In den letzten drei Jahren seines Lebens hatte Gustav Mahler sehr viel Zeit in Manhattan verbracht. Er stand bei der Metropolitan Opera unter Vertrag und dirigierte die New Yorker Philharmoniker. Der Komponist stand im Zenit seiner Karriere. Zugleich aber waren dies die schicksalhaftesten Jahre in Mahlers Leben. Einige Monate seinem erstem gro-ßen New Yorker Erfolg, am 1. Januar 1908, mit Wagners Tristan und Isolde, war im Alter von nur viereinhalb Jahren seine Tochter Maria an Diphterie gestorben.
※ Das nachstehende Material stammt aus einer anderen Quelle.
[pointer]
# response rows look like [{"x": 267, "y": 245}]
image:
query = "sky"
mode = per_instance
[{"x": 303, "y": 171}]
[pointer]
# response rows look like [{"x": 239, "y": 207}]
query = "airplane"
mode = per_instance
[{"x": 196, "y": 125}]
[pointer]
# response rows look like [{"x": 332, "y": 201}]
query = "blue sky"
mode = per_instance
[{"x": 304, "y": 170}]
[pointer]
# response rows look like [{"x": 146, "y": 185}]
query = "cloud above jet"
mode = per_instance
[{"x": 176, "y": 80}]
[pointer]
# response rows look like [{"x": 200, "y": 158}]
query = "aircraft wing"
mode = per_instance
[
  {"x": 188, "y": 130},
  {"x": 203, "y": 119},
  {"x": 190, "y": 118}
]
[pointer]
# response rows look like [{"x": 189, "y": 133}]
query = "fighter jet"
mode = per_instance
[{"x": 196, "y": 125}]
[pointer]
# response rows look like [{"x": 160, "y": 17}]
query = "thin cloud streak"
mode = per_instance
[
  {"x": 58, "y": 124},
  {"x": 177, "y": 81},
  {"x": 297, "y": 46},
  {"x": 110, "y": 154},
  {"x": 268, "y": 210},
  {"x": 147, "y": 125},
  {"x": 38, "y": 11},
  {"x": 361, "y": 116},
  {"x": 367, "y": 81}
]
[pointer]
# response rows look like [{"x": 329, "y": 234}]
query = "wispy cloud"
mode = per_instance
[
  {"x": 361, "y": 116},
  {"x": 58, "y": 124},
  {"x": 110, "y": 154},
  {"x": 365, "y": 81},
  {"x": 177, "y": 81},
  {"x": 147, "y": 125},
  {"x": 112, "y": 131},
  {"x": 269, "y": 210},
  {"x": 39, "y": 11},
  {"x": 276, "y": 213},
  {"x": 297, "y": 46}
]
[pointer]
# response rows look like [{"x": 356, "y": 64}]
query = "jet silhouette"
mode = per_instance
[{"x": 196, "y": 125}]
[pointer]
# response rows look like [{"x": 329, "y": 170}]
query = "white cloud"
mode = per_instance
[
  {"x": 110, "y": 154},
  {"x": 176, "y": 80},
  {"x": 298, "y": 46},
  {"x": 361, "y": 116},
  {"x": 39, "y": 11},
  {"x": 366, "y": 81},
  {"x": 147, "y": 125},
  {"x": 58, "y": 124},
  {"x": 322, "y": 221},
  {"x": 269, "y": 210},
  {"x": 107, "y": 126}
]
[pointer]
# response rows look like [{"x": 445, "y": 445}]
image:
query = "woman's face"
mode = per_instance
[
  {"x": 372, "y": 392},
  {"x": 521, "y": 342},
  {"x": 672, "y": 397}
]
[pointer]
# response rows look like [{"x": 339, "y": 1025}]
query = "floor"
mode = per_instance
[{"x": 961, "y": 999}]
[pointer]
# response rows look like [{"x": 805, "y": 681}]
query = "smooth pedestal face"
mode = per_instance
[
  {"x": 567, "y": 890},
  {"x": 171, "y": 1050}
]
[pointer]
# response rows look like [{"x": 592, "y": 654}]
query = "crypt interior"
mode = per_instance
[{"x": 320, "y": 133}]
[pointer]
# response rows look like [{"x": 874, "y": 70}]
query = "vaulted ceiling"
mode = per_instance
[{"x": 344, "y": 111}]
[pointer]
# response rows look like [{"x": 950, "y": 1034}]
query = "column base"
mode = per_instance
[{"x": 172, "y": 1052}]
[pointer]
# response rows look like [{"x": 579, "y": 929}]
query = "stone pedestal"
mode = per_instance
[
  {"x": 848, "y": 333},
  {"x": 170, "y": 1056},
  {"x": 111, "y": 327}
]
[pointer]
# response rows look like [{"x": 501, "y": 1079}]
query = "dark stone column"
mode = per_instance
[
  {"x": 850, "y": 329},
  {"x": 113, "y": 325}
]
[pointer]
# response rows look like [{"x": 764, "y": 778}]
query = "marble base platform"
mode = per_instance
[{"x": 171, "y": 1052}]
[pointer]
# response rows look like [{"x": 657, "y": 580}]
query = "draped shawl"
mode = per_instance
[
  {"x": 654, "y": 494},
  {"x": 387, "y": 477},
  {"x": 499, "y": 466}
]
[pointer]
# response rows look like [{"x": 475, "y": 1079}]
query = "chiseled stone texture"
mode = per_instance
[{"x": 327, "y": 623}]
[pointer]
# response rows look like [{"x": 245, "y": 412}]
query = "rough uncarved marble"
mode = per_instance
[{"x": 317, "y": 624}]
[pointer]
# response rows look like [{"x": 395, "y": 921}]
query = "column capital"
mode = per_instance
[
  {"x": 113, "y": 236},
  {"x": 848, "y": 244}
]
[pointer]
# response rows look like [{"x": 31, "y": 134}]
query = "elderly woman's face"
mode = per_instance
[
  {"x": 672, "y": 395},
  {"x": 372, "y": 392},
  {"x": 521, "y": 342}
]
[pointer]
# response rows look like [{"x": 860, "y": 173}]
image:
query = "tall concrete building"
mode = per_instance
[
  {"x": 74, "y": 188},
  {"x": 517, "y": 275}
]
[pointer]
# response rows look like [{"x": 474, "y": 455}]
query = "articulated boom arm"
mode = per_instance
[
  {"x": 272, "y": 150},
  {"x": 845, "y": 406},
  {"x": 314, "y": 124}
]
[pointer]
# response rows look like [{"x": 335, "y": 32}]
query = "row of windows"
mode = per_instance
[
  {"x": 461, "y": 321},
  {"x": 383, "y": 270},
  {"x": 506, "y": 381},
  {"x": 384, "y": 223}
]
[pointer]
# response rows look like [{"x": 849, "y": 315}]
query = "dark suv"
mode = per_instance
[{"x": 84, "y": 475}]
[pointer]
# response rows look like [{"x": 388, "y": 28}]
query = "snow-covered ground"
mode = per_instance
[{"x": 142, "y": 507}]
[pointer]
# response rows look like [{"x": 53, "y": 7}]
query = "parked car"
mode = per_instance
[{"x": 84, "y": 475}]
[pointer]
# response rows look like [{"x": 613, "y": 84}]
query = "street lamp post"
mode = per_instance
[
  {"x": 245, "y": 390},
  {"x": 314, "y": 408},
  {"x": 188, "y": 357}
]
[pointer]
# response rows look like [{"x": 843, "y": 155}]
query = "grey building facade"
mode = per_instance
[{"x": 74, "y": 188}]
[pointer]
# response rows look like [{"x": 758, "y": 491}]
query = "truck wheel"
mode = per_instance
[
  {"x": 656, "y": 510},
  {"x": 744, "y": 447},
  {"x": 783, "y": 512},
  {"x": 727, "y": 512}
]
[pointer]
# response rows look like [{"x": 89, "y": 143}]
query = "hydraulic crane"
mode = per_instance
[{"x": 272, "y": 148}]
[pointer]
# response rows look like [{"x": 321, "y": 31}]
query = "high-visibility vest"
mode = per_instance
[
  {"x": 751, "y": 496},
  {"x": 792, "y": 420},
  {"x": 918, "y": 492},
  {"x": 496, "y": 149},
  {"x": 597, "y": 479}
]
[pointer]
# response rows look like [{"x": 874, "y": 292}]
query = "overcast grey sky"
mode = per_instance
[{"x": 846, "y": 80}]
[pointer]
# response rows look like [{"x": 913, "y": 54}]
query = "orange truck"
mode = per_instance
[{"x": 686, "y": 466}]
Es folgen die Diagnose von Mahlers Herzleiden und die zunehmende Entfernung zwischen dem Künstler und seiner Frau Alma, die sich zum Architekten Walter Gropius hingezogen fühlt. Todkrank kehrt der Komponist schließlich für den letzten Monat seines Lebens nach Europa zurück: „Mein krankes Herz schlägt höher. Soll ich Wien, die geliebte, die verhasste Stadt wieder sehen?“
Gleich mit dieser Aussage des Komponisten legt Guy Wagner die Dualität von Mahlers Leben, seinem Schaffen, seiner Psyche offen. 2005 hatte sich Wagner im Rahmen des biografischen Romans Winterreise auf ganz persönliche Art mit dem Leben von Franz Schubert auseinandergesetzt. Nun haben auf den allerersten Blick Mahler und Schubert nicht so viel gemeinsam. Und doch finden sich zwischen den beiden Romanen Guy Wagners, so unterschiedlich sie auch sind, viele Parallelen. Das Aufgewühlte, das Rastlose, das Gehetzte an Schuberts Persönlichkeit findet sich auch im Sprachfluss wieder, mit dem Wagner sein Psychogramm des sterbenden Gustav Mahler angeht. Genauso wie das Stille und Intime, das Vielschichtige und das innerlich Zerrissene. „Wie mit der Zerrissenheit leben, die darin besteht zu hoffen, die Existenz auffüllen zu können, und sich gleichzeitig zu fragen, welchen Sinn das eigentlich hat?“ Die Frage „nach dem Sinn des Leides, des Leidens und der Grausamkeit der Schöpfung“ lässt Guy Wagner den Komponisten nach seinem Besuch 1910 bei Siegmund Freud im niederländischen Leiden stellen. Und eben diese Frage stellt Mahler permanent in seiner Musik: „Daher ist sie so voller Widersprüche.“
Guy Wagner kratzt nicht an der Oberfläche seiner Romanfigur. Er dringt ein in die Seele des Gustav Mahler – mit seiner gefühlvollen, bodenständigen Romansprache, aber auch an Hand der Zeitzeugen, die er im collageartigen Roman mit Originalzitaten zu Wort kommen lässt. Sehr viel erfahren wir natürlich aus der umfangreichen Briefsammlung von Alma Mahler. Sie ist es, die den Komponisten mit all seinen Stärken und Schwächen, seinen Ängsten und Depressionen, seinem Egoismus und Größenwahn, seiner Menschlichkeit beschreibt. Guy Wagners Werk bewegt sich fernab jeder Lobhudelei und ist doch unglaublich ehrfurchtsvoll. Das Schöne an diesem Roman ist, dass der Autor den Spagat zwischen geschichtlicher Nüchternheit, fesselnder Erzählkunst und poetischer Sensibilität geschafft hat. Die Heimkehr ist ein Buch zum Lesen und Wiederlesen, eine ehrliche, glaubhafte und fundierte Auseinandersetzung mit der Zwiespältigkeit des Gustav Mahler.